• sozlugun sivilceli ergen kaynamasi nedeniyle olagan karsiladigim durumdur.
  • nasıl yazsam bunu diye düşünmekten bir türlü yazamadığım konu bu.

    sözlükte devamlı surette "kadınların şöyle olması, böyle olması, kadınların elde edilmesi, kadınlardan soğumak.. " gibi başlıklar açılıyor. altına döşeniyor da döşeniyor.
    sonra başka başlıklarda kadın hakları falan savunuluyor.
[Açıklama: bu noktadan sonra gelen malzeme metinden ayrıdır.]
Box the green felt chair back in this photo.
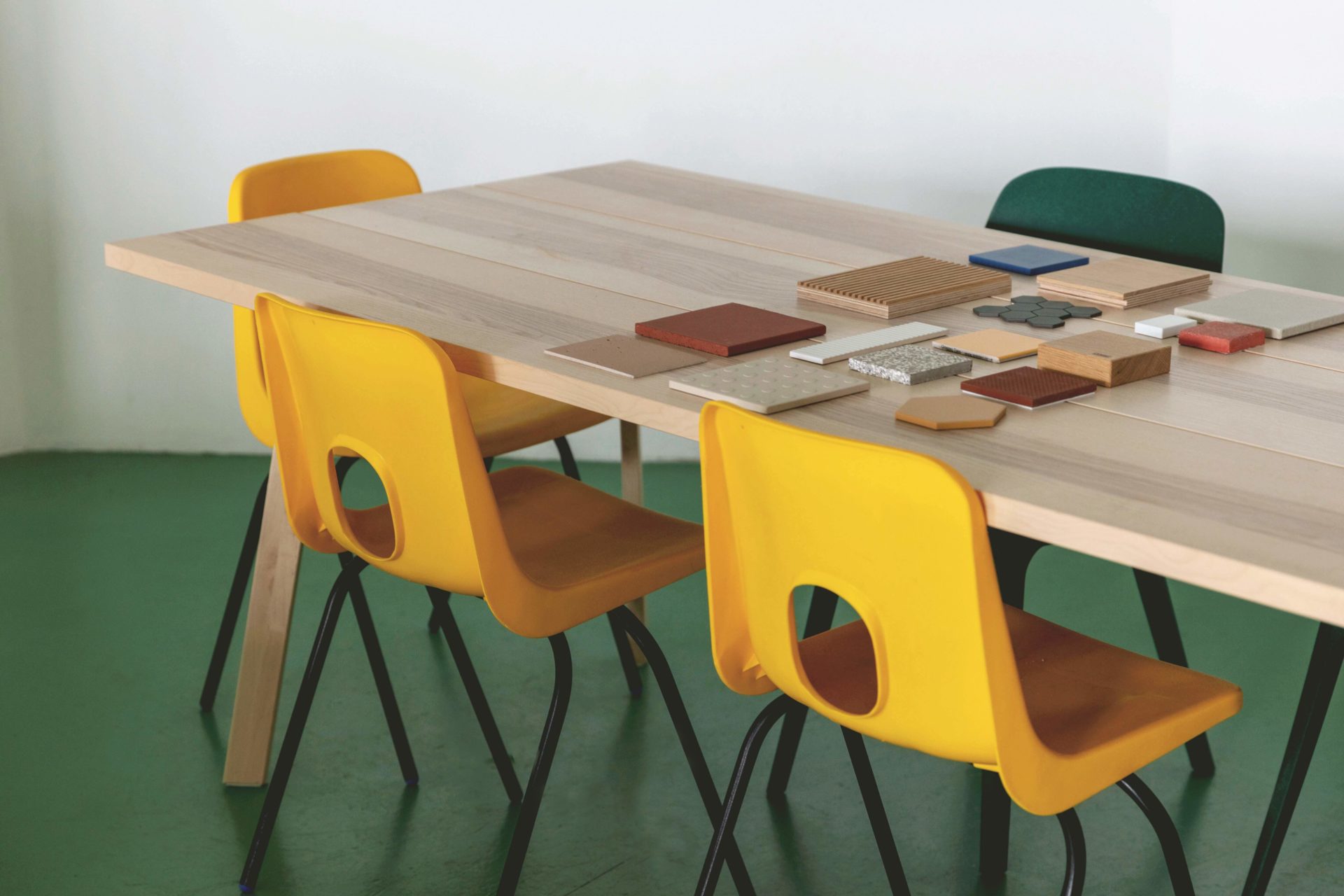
[985,168,1223,272]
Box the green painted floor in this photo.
[0,454,1344,896]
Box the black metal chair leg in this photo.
[1134,570,1214,778]
[200,475,270,712]
[1055,808,1087,896]
[840,725,910,896]
[425,589,523,806]
[980,771,1012,883]
[238,570,348,893]
[342,554,419,788]
[764,586,839,799]
[428,456,495,634]
[606,607,644,697]
[555,435,580,479]
[695,694,798,896]
[608,607,755,896]
[1116,775,1195,896]
[497,634,574,896]
[1242,622,1344,896]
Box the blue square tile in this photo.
[970,244,1087,274]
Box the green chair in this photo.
[766,168,1223,880]
[985,168,1223,272]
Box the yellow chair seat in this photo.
[798,606,1242,814]
[461,376,608,456]
[346,466,704,630]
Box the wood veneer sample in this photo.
[546,333,706,379]
[634,302,827,357]
[932,329,1046,364]
[961,367,1097,410]
[1177,323,1265,355]
[798,255,1012,320]
[1036,330,1172,387]
[1176,289,1344,339]
[1036,258,1211,307]
[897,395,1008,430]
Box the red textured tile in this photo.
[1180,323,1265,355]
[634,302,827,357]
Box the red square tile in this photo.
[1180,323,1265,355]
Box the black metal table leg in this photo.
[764,586,839,799]
[1242,622,1344,896]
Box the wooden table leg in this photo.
[225,454,302,788]
[621,421,649,666]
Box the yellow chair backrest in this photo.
[700,403,1030,767]
[228,149,421,456]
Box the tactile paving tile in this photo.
[668,357,868,414]
[849,345,970,386]
[961,367,1097,410]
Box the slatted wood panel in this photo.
[108,162,1344,623]
[798,255,1012,320]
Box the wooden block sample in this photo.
[849,345,970,386]
[546,333,706,379]
[798,255,1012,320]
[897,395,1008,430]
[1179,323,1265,355]
[1036,330,1172,387]
[634,302,827,357]
[970,243,1087,276]
[932,329,1046,364]
[961,367,1097,410]
[789,323,948,364]
[1036,258,1211,307]
[668,357,868,414]
[1176,289,1344,339]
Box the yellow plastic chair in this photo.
[200,149,610,712]
[697,403,1242,895]
[242,294,750,893]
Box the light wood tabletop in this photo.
[106,161,1344,785]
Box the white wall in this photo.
[0,0,1344,456]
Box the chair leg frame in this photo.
[425,587,523,806]
[695,694,798,896]
[200,475,270,712]
[238,555,418,893]
[840,725,910,896]
[764,586,840,801]
[1242,622,1344,896]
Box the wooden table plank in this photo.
[482,161,1344,371]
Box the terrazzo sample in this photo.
[849,345,970,386]
[668,357,868,414]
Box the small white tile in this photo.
[1134,314,1199,339]
[789,323,948,364]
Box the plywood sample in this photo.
[897,395,1008,430]
[970,243,1087,276]
[1176,289,1344,339]
[668,357,868,414]
[798,255,1012,318]
[849,345,970,386]
[932,329,1046,364]
[546,333,706,379]
[634,302,827,357]
[1179,321,1265,355]
[1036,330,1172,387]
[789,323,948,364]
[1036,258,1211,307]
[961,367,1097,410]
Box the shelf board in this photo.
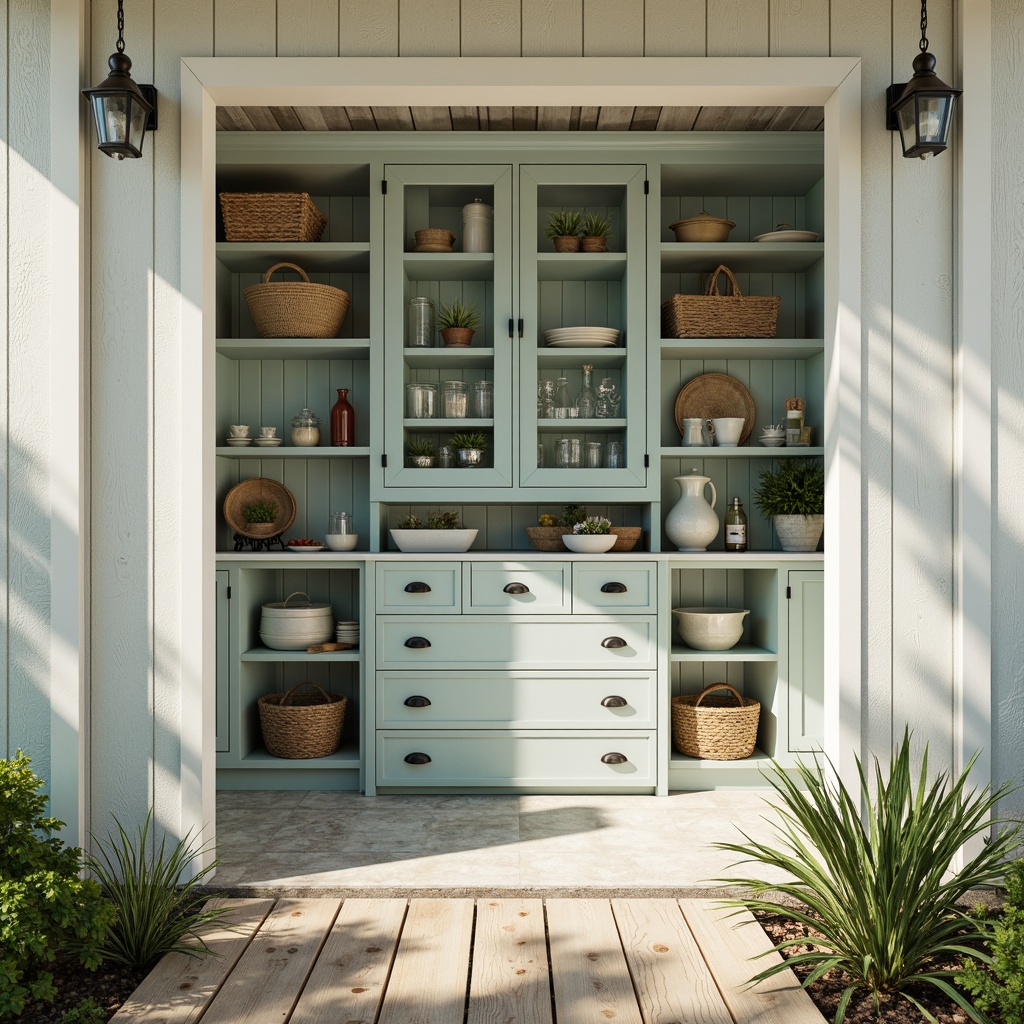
[662,338,825,359]
[214,444,370,459]
[662,444,825,459]
[217,242,370,280]
[402,345,495,370]
[217,338,370,359]
[662,242,825,272]
[537,253,626,281]
[671,643,778,662]
[402,253,495,281]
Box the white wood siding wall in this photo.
[0,0,991,831]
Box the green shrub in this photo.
[0,751,114,1017]
[716,731,1022,1024]
[88,809,227,969]
[956,860,1024,1024]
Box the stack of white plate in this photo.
[334,622,359,647]
[544,327,622,348]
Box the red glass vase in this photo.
[331,387,355,447]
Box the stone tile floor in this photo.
[210,791,775,894]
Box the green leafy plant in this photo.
[88,808,228,968]
[572,515,611,535]
[754,459,825,519]
[0,751,115,1017]
[242,501,278,522]
[544,210,582,239]
[715,731,1022,1024]
[956,860,1024,1022]
[449,433,489,452]
[437,299,480,331]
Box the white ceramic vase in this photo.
[665,471,719,551]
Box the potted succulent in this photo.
[409,437,434,469]
[544,210,582,253]
[389,509,477,552]
[449,433,488,466]
[754,459,825,551]
[581,211,611,253]
[437,299,480,348]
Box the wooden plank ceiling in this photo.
[217,106,824,131]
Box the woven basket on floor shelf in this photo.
[662,266,779,338]
[257,681,348,759]
[672,683,761,761]
[245,263,349,338]
[220,193,327,242]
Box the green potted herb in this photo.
[437,299,480,348]
[544,210,582,253]
[754,459,825,551]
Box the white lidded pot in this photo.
[259,591,334,650]
[665,469,719,551]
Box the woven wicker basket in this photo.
[220,193,327,242]
[662,266,779,338]
[257,681,348,759]
[672,683,761,761]
[245,263,349,338]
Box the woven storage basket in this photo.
[672,683,761,761]
[257,681,348,759]
[662,266,779,338]
[245,263,348,338]
[220,193,327,242]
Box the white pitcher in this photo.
[665,469,719,551]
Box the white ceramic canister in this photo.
[665,469,719,551]
[462,199,495,253]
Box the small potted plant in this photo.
[449,433,488,466]
[754,459,825,551]
[544,210,582,253]
[437,299,480,348]
[409,437,434,469]
[581,211,611,253]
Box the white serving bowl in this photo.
[672,607,751,650]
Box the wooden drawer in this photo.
[377,562,462,615]
[377,672,657,729]
[572,560,657,614]
[377,729,656,790]
[377,615,657,672]
[463,562,572,615]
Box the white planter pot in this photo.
[774,515,825,551]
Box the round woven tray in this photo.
[256,681,348,759]
[672,683,761,761]
[675,374,754,444]
[224,476,296,540]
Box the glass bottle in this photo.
[331,387,355,447]
[725,498,746,551]
[575,366,597,420]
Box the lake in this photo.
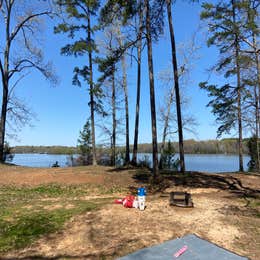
[12,154,250,172]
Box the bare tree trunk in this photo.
[0,79,8,162]
[159,85,174,169]
[166,0,185,173]
[145,0,159,181]
[253,33,260,171]
[117,25,130,165]
[132,1,143,165]
[112,66,116,166]
[122,55,130,165]
[0,3,12,162]
[232,0,244,172]
[88,10,97,165]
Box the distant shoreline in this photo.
[12,138,248,155]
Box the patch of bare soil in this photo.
[0,168,260,260]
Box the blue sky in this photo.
[6,1,237,146]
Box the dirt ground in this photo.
[0,166,260,260]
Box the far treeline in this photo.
[12,139,248,154]
[0,0,260,175]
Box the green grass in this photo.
[0,184,120,253]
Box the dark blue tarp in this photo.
[119,235,248,260]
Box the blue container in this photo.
[137,187,146,196]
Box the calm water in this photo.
[12,154,249,172]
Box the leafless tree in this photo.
[0,0,57,161]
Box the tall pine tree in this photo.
[54,0,100,165]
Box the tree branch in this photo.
[10,11,52,42]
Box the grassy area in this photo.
[0,184,122,252]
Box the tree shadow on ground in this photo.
[133,171,260,197]
[0,254,111,260]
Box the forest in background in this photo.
[12,138,248,154]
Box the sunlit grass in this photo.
[0,184,121,252]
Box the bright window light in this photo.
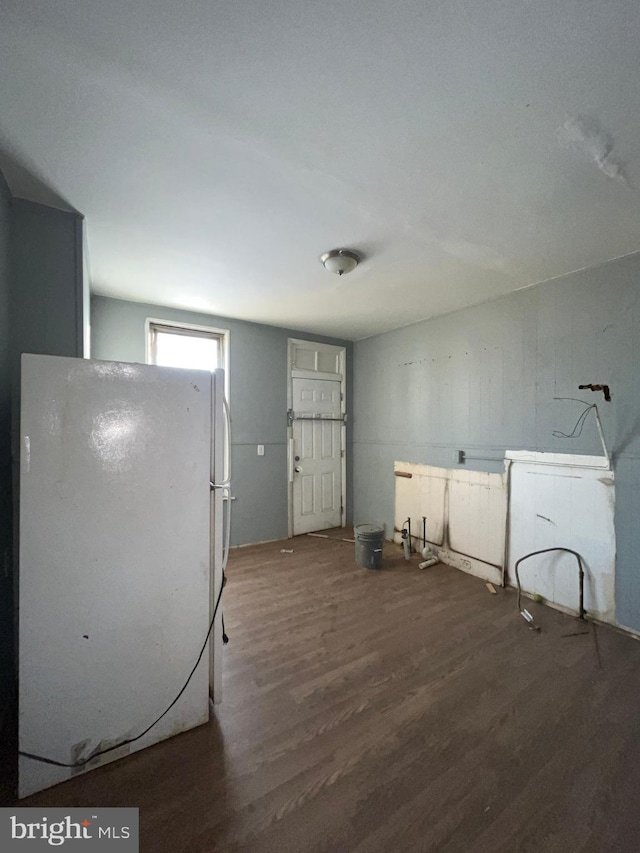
[149,323,224,370]
[155,332,218,370]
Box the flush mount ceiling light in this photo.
[320,249,360,275]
    sürekli "değersizleştirmek" de değil aslında zaten değersiz ya sözüm ona. sürekli değersiz olduğu algısı üzerinden açıklamalar yapılıyor. belki yazan kişiler bile alttan alta kadınlar hakkındaki olumsuz düşüncelerinin farkında değildir bilemiyorum.
    ama farkına varın artık.
    başka konu yok mu ? gerçekten eğitimli, refah düzeyi yüksek, ileri görüşlü olduğunu iddia eden insanların konuşacak başka konusu yok mu yani ?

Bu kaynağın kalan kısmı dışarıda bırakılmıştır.